Dans quel but ? Tout simplement pour reconstruire cet esprit d’émulation collective, cette joie de la transformation, ce bon goût du savoir commun qui constituèrent l’âme des mouvements des années 70. Nous, exilés de l’extérieur et de l’intérieur, avons pu revendiquer l’imagination et la mise en oeuvre d’une alternative aux catastrophes de l’esprit public que la répression, tout d’abord, puis l’idéologie yuppie assumée par le gouvernement de la corruption par la suite, et enfin la technocratie néolibérale dans ses multiples facettes, ont provoqué et provoquent encore. À partir de notre expérience de travailleurs immatériels, nous pouvons aujourd’hui recommencer à lutter - et à nous retrouver, afin d’empêcher que ce qui est advenu, et qui continue à se produire, retombe un jour, après avoir détruit notre jeunesse, sur nos propres enfants. Mon retour est donc lié à la récupération d’une histoire.

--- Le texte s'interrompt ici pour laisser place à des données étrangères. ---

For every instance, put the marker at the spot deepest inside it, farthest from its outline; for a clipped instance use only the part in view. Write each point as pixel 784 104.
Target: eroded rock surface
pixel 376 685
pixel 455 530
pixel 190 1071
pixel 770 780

De quelle manière une personne qui a vécu ces quinze dernières années en France peut-elle alors retrouver, de manière constructive, une communauté dont elle s’était séparée ? Sans doute parce qu’en France aussi, des alternatives analogues ont eu lieu. Bien sûr, la France n’a pas connu les douloureuses luttes de l’Italie ; bien sûr, il n’y a pas eu en France de répression, et la corruption n’a pas revêtu les dimensions cyclopéennes qu’elle a acquises en Italie. Mais la grande transformation du politique et de l’appareil de production, du travail et de sa représentation, y a été tout aussi forte. L’Italien exilé en France que j’ai été pendant quinze ans a vécu et problématisé, avec une intensité que la douleur de l’exil accroissait encore, tous ces passages ; il en a discuté avec les camarades et les amis français, et porte aujourd’hui en lui une expérience commune qu’il voudrait européenne, mais aussi un espoir commun de transformation. L’exil lui a été utile pour comprendre la dimension européenne de ce que l’Italie avait vécu et s’apprête à revivre de manière tout à fait dramatique. Aujourd’hui, en cherchant à transmettre certaines de ses réflexions à ses amis français, il pense que celles-ci s’implantent dans un tissu commun et soulignent des urgences partagées.

Il n’en reste pas moins qu’au moment où je discutais de tous ces éléments que j’ai cherché à résumer ici brièvement, j’étais sur le point de rentrer en prison. Et qu’aujourd’hui je m’y trouve. Dans cette prison, où j’essaie d’être libre en pensant au futur qui est le mien, qui est le nôtre. En pensant à la liberté commune. Et à l’intérieur de cette liberté commune, il faudra bien entendu que la prison soit détruite. Pour que ceux qui rentrent pour pouvoir rencontrer à nouveau leurs camarades, et ceux qui raisonnent avec continuité pour tenir la communauté unie dans un projet de transformation, ne puissent plus voir se dresser devant leur désir l’horreur sans nom de la prison.